News Feature | July 14, 2017

Africa's Old Communication Antennas Reborn As Radio Telescopes

By Jof Enriquez,
Follow me on Twitter @jofenriq

ghana-antenna
The 32-meter Ghanaian radio telescope in Kutunse, Accra. Image courtesy of SKA Africa

Ghana says it has successfully refurbished and converted an old telecommunications antenna into a radio telescope, one of several radio-based antennas that will comprise the African Very Large Baseline Interferometer (VLBI) Network (AVN).

The 32-meter converted beam waveguide antenna at the Ghana Intelsat Satellite Earth Station at Kutunse, just outside the country's capital Accra, has completed combination 'first light' science observations, including methanol maser detections, VLBI fringe testing, and pulsar observations, and is now operated as a single-dish radio telescope.

Scientists at the Ghana Space Science and Technology Institute (GSSTI) and the Square Kilometre Array South Africa/Hartebeesthoek Radio Astronomy Observatory (SKA SA/HartRAO) have collaborated since 2011 to repurpose the Ghanaian antenna into a functioning radio telescope that will become part of the African VLBI Network (AVN) in preparation for second phase construction of the Square Kilometre Array (SKA) across the African continent.

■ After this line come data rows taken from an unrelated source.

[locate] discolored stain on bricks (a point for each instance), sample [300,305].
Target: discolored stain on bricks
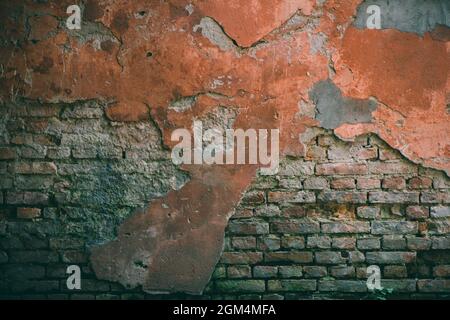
[120,22]
[45,65]
[107,45]
[148,224]
[333,110]
[93,10]
[414,16]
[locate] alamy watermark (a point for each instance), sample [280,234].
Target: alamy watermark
[229,147]
[73,282]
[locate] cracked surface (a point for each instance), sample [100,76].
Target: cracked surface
[261,59]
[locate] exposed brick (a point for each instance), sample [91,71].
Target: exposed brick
[240,286]
[296,168]
[344,243]
[440,243]
[289,256]
[239,272]
[248,227]
[343,196]
[319,242]
[270,243]
[389,154]
[343,183]
[329,257]
[395,183]
[366,153]
[435,197]
[294,212]
[368,244]
[352,286]
[28,213]
[290,271]
[433,285]
[395,272]
[241,257]
[254,197]
[390,257]
[442,271]
[35,168]
[291,285]
[368,212]
[368,183]
[292,197]
[339,152]
[415,243]
[394,227]
[399,286]
[394,242]
[7,153]
[293,242]
[43,111]
[341,169]
[343,272]
[417,212]
[346,227]
[315,271]
[420,183]
[393,197]
[316,183]
[265,272]
[243,242]
[290,183]
[295,227]
[440,212]
[391,168]
[267,211]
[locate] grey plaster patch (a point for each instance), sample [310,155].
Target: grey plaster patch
[415,16]
[333,110]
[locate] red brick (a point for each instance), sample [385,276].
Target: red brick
[420,183]
[341,168]
[391,168]
[368,183]
[397,183]
[417,212]
[389,154]
[344,183]
[366,153]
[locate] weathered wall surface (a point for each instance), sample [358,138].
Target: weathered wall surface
[86,174]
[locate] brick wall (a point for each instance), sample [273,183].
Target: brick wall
[69,176]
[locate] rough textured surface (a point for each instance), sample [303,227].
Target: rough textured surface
[151,67]
[407,15]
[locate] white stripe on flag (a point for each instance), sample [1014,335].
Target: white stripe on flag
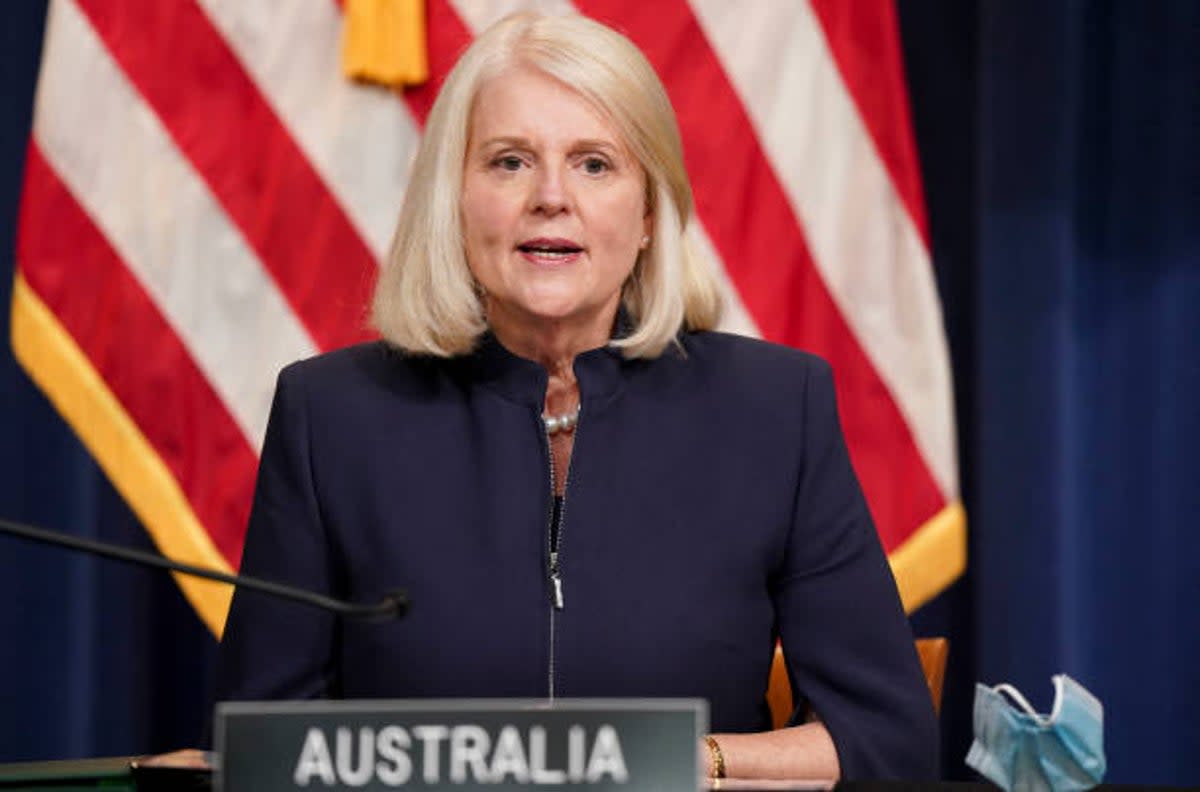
[160,217]
[359,138]
[864,243]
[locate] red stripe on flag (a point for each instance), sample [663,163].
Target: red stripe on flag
[751,225]
[72,268]
[447,36]
[216,115]
[865,45]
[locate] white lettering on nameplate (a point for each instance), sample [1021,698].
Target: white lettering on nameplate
[471,756]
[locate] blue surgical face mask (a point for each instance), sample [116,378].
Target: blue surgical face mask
[1018,749]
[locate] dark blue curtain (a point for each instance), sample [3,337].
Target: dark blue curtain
[97,658]
[1060,151]
[1057,143]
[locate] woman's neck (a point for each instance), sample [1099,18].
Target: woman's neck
[553,345]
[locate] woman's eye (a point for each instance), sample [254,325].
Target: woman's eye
[595,166]
[509,162]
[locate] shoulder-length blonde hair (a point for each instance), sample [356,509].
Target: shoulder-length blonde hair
[426,300]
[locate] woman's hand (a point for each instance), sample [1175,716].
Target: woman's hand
[797,753]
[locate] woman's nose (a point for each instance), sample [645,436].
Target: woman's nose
[550,193]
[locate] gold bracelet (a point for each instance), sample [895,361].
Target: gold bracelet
[717,756]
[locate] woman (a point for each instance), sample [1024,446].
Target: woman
[585,490]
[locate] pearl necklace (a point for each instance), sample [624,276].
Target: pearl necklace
[564,423]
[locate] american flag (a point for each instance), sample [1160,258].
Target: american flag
[207,198]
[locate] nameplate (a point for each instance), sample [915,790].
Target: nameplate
[460,744]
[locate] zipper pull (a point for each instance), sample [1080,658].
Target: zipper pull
[556,581]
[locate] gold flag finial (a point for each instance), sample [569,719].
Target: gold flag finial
[383,42]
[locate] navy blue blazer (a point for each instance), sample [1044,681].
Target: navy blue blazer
[711,509]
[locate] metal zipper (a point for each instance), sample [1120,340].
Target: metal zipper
[555,574]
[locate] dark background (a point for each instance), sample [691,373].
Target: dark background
[1059,149]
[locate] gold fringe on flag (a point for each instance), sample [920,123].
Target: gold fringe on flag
[383,42]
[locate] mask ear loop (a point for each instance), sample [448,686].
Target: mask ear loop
[1023,702]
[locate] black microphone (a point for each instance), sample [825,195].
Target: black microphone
[394,604]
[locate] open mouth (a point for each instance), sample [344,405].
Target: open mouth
[550,249]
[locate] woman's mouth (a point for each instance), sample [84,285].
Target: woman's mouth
[550,250]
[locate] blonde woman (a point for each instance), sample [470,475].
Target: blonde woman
[585,489]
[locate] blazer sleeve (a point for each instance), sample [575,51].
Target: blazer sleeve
[274,648]
[846,639]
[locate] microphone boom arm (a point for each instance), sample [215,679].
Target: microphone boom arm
[393,606]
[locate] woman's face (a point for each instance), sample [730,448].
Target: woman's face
[553,207]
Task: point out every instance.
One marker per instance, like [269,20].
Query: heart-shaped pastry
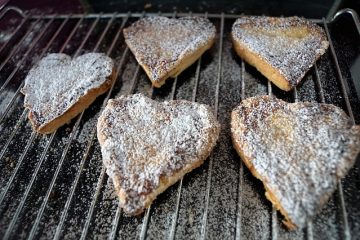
[164,47]
[298,150]
[147,146]
[282,49]
[58,88]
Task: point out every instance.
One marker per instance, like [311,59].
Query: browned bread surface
[58,88]
[164,47]
[147,146]
[282,49]
[298,150]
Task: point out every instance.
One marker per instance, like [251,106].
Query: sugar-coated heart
[298,150]
[57,88]
[148,145]
[164,47]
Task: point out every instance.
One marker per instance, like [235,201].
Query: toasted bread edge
[83,103]
[268,192]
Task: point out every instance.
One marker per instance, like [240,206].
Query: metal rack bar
[193,99]
[309,230]
[32,137]
[343,83]
[347,234]
[17,125]
[102,174]
[23,199]
[344,89]
[20,121]
[168,14]
[209,176]
[11,8]
[33,44]
[15,32]
[241,168]
[353,14]
[274,223]
[17,46]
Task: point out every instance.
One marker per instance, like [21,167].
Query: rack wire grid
[55,186]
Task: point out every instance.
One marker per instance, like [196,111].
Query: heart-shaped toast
[164,47]
[298,150]
[58,88]
[147,146]
[282,49]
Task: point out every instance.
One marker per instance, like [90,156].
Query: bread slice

The SKA, a collection of antennas spread over large distances in Australia and Africa with a collecting area of 1 million square meters, will be the world’s most powerful interferometric radio telescope, with speeds up to 10,000 times faster and sensitivity 50 times greater than any other existing radio telescope.

"The Ghanaian government warmly embraces the prospect of radio astronomy in the country and our radio astronomy development plan forms part of the broader Ghana Science, Technology and Innovation Development Plan," said Professor Kwabena Frimpong-Boateng, Ghana's Minister of Environment, Science, Technology and Innovation (MESTI).

The Leverhulme-Royal Society Trust and Newton Fund in the United Kingdom are funding training programs and bursaries for masters and PhD students from Ghana and other SKA partner countries who will maintain and operate SKA SA’s network of radio telescopes in nine countries in Africa.

The African-European Radio Astronomy Platform (AERAP) says many telecommunications dishes across Africa have been made redundant by newer terrestrial and marine optical-fiber networks, and that operators are willing to hand over the facilities for conversion, reported Space.com.

"A vital part of the effort towards building SKA on the African Continent over the next decade is to develop the skills, regulations and institutional capacity needed in SKA partner countries to optimize African participation in the SKA," said Naledi Pandor, the South African Minister of Science and Technology.

Pandor adds that the expanding SKA program "will bring new science opportunities to Africa on a relatively short time scale and develop radio astronomy science communities in SKA partner countries," which include Botswana, Ghana, Kenya, Madagascar, Mauritius, Mozambique, Namibia, South Africa, and Zambia.